Wenn die Linie des stärksten Falls durch einen gegebenen Punkt läuft, und wenn sie, noch so weit verlängert, nicht auf den Fluß trifft, so kann dieser Punkt, er mag noch so nahe am Thalweg liegen, nicht wohl demselben Becken angehören. In anstoßenden Becken sehen wir häufig die Zuflüsse des einen Behälters ganz nahe bei dem andern zwischen zwei Zuflüssen des letzteren entspringen. In Folge dieser eigenthümlichen Coordinationsverhältnisse zwischen den alternativen Gehängen werden die Grenzen der Becken mehr oder weniger gekrümmt.
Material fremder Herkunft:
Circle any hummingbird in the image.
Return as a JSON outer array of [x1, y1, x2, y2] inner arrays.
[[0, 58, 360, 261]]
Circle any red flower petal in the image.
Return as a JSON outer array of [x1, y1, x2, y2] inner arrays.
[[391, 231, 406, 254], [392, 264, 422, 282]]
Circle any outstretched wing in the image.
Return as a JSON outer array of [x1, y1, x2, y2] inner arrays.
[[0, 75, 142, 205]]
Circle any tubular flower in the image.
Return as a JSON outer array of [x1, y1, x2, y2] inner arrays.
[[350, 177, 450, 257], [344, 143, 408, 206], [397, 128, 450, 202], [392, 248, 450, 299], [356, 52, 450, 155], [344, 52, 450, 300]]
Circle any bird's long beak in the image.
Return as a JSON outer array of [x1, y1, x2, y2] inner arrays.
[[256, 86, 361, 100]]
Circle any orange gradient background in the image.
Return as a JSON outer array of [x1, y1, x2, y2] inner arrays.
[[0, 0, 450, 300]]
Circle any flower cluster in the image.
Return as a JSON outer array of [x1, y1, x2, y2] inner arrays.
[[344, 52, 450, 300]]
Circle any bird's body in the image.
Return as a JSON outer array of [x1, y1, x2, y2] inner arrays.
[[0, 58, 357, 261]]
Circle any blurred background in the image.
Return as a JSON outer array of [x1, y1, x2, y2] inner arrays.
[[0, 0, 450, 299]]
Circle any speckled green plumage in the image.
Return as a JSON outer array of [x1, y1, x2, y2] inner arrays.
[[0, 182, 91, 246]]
Die Längenfurche oder der Thalweg ist keineswegs nothwendig in der Mitte des Beckens; er befindet sich nicht einmal immer an den tiefsten Stellen, denn diese können von Kämmen umgeben seyn, so daß die Linien des stärksten Falls nicht hinlaufen. Nach der ungleichen Länge der Zuflüsse an beiden Ufern eines Flusses schätzen wir ziemlich sicher, welche Lage der Thalweg den Grenzen des Beckens gegenüber hat. Am leichtesten erfolgt nun eine Gabeltheilung, wenn der Hauptbehälter einer dieser Grenzen nahe gerückt ist, wenn er längs dem Kamm hinläuft, der die Wasserscheide zwischen beiden Becken bildet. Die geringste Erniedrigung dieses Kamms kann dann die Erscheinung herbeiführen, von der hier die Rede ist, wenn nicht der Fluß, vermöge der einmal angenommenen Geschwindigkeit, ganz in seinem Bette zurückbleibt. Erfolgt aber die Gabeltheilung, so läuft die Grenze zwischen beiden Becken der Länge nach durch das Bett des Hauptbehälters, und ein Theil des Thalwegs von a enthält Punkte, von denen die Linien des stärksten Falls zum Thalweg von b weisen. Der Arm, der sich absondert, kann nicht mehr zu a zurückkommen, denn ein Wasserfaden, der einmal in ein Becken gelangt ist, kann diesem nicht mehr entweichen, ohne durch das Bett des Flusses, der alle Gewässer desselben vereinigt, hindurchzugehen.